Micaela stürzt. Schlägt sich den Ellbogen, die Schulter, den Kopf an. Bleibt keuchend liegen.
Wo ist sie? Wer ist sie? Warum ist sie hier?
Allmählich steigen aus den tiefsten Bereichen ihres Gehirns die Antworten auf die beiden letzten Fragen an die Oberfläche. Sie ist Leutnant Falco und ihr Einsatz hat begonnen.
Aber wo ist sie gelandet?
Es stinkt nach Desinfektionsmitteln und der Fußboden ist kalt und feucht. Fliesen. Im Sturz vorhin ist sie gegen ein Waschbecken geknallt. An der langen Wand rechts von ihr befindet sich eine ganze Reihe davon. Links sind WC-Kabinen.
Eine öffentliche Toilette.
Die Toilette einer Schule.
Eine Toilette des Gymnasiums D’Arturo-Horn.
Eine Toilette des Gymnasiums D’Arturo-Horn, das demnächst in die Luft fliegen wird.
Ihre Verwirrung legt sich. Nur noch knapp zwei Stunden bis zur Stunde null, bis zu dem Augenblick, in dem die Bombe explodiert, die das Gebäude zerstören und alle darin befindlichen Schüler töten wird.
Das ist ihre letzte Chance, es zu verhindern, und deshalb gilt jetzt der Satz, den man so oft in Spielcasinos hört: Rien ne va plus, nichts geht mehr.

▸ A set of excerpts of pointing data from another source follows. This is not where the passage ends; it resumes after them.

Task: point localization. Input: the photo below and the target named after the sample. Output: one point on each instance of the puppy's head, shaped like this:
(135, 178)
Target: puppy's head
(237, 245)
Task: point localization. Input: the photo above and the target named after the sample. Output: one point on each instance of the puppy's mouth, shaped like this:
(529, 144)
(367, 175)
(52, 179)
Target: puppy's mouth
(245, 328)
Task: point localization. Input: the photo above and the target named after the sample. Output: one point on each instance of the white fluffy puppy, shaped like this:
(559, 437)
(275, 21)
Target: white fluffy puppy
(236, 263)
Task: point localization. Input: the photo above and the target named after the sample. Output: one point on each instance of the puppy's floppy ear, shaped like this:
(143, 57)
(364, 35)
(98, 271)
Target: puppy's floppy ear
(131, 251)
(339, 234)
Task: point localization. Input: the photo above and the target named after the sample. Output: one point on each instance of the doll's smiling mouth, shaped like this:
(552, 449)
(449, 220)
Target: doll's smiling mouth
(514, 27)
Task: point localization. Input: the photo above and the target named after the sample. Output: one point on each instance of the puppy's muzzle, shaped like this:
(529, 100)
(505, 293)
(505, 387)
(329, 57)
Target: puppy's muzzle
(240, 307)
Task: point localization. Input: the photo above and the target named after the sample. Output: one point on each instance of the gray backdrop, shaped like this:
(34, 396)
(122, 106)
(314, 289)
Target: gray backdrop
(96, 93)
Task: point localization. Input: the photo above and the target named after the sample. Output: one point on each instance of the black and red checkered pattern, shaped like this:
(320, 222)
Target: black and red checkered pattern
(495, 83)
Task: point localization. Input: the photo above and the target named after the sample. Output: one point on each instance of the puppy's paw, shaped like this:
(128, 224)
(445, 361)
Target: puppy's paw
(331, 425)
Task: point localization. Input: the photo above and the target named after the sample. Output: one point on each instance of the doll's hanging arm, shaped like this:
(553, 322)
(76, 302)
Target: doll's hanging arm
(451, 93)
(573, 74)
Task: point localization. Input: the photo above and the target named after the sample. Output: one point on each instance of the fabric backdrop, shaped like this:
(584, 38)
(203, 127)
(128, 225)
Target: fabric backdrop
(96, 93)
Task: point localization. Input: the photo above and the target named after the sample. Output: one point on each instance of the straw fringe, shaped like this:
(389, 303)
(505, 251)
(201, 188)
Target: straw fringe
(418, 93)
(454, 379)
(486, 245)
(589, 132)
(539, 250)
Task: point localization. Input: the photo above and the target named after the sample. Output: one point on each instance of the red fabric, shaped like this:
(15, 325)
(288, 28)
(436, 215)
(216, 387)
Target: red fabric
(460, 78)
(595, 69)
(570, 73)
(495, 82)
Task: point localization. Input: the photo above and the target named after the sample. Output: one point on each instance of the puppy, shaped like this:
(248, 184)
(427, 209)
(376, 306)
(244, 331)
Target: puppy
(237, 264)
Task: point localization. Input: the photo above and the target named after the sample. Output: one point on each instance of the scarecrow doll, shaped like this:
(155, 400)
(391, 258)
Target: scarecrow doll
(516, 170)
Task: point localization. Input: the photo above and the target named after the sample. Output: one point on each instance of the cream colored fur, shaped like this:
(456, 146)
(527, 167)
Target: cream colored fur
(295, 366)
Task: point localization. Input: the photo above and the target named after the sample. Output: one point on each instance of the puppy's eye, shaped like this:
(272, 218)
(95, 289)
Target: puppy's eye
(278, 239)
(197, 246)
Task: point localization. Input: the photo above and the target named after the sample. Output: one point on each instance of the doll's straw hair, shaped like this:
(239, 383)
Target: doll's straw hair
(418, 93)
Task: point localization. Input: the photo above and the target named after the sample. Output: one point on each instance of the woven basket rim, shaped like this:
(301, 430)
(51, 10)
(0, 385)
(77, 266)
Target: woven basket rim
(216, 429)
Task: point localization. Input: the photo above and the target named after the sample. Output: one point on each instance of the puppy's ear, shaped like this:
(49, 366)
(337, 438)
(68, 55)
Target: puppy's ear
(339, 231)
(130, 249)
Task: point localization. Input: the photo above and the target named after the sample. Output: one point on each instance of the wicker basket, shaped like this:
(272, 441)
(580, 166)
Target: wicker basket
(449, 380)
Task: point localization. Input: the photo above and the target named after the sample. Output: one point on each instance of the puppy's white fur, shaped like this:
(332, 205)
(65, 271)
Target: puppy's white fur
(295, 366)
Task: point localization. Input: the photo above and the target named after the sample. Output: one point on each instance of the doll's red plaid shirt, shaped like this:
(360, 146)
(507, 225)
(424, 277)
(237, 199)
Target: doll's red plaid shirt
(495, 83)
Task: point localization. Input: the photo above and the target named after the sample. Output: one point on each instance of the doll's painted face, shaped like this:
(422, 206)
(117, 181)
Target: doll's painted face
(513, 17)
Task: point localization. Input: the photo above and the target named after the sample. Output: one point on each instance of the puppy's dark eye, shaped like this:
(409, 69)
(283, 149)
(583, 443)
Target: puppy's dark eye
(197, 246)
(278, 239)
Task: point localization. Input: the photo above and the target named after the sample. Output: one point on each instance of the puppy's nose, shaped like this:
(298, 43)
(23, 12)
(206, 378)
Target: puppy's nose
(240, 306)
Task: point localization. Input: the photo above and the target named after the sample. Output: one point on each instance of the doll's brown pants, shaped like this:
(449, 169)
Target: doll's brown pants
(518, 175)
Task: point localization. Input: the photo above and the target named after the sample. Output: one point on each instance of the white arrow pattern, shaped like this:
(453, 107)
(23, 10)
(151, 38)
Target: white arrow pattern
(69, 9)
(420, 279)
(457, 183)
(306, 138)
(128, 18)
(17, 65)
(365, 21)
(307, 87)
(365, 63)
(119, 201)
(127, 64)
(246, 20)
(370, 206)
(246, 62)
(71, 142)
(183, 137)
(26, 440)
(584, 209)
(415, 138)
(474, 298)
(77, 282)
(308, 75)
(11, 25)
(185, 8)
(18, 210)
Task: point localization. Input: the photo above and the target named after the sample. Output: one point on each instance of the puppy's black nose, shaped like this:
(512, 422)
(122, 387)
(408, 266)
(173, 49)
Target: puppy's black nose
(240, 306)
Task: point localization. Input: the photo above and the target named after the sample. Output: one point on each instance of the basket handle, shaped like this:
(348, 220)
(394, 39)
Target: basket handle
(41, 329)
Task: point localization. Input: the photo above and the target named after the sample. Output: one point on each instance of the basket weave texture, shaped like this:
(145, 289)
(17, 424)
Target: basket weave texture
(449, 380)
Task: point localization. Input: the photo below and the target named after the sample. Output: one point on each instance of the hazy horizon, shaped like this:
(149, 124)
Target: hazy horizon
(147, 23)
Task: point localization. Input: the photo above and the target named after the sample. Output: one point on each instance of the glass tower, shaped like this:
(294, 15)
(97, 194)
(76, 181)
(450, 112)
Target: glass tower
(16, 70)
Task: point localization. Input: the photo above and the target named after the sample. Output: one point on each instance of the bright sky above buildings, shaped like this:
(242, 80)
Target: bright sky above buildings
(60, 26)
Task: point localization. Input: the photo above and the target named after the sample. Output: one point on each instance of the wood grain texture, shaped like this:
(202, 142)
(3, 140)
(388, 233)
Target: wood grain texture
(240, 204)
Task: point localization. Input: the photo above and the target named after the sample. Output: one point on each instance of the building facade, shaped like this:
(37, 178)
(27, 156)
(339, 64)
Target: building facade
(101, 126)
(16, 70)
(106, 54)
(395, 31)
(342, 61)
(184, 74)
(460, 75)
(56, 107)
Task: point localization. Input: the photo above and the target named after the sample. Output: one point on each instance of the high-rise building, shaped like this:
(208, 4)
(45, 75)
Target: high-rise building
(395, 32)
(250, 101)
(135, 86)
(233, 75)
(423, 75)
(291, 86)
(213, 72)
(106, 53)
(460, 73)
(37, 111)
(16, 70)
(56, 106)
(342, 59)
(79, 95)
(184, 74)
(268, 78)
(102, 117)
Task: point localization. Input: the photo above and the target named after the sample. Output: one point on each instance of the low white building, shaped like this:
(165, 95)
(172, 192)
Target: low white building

Micaela steht auf, schaut in den Spiegel über einem der Waschbecken. Der Analyst ihres Teams hatte behauptet, dass sie als Schülerin gekleidet in der Schule Probleme bekäme. Ein Lehrer, der sie in einem der Flure anträfe, würde sie sicherlich zurück in ihr Klassenzimmer schicken. Deshalb muss sie bei diesem Einsatz die Rolle einer sehr jungen Referendarin spielen: Das starke Make-up lässt sie ein paar Jahre älter aussehen, der kastanienbraune Hosenanzug, die Bluse und die bequemen Schuhe unterstützen diese Wirkung.
Das dezente Outfit ist so konzipiert, dass es ihr maximale Bewegungsfreiheit lässt. In der Naht des linken Ärmels ist ein langes Messer aus Knochen verborgen, in die rechte Jackentasche ist ein hölzerner Schlagring eingenäht, mit Spitzen, die sie im Notfall auch als Schere, Pinzette und Kreuzschlitzschraubenzieher einsetzen kann. Kein großartiges Werkzeug, um eine Bombe zu entschärfen, aber sie wird damit zurechtkommen.
Micaela verlässt den Waschraum. Gegenüber von ihr sind die Türen der 11a, b und c, der 12f und des Chemiesaals. Sie kennt die Grundrisse der Schule, sie hatte sie bereits für ihren ersten Einsatz auswendig gelernt, als sie vorgab, eine Schülerin aus der 12d zu sein.
Das ist unglaublich, denkt sie. Es kommt mir vor, als wäre seither ein Jahr vergangen.
Automatisch schaut sie auf ihr Handgelenk, doch die Smartwatch hat sie in der Basis zurücklassen müssen und im Grunde braucht sie keine Uhr, um zu wissen, dass Eile geboten ist. Die Bombe muss irgendwo hier sein, sie muss sie finden und entschärfen.
Es wird nicht leicht sein.
Sie denkt an die Botschaft, die ihr jemand vor Antritt dieser Zeitreise geschickt hat: Denk positiv. Geh immer aufs Ganze!
Micaela hofft, dass es ein gutes Omen ist. Sie nimmt die Schultern zurück, senkt den Kopf und geht los.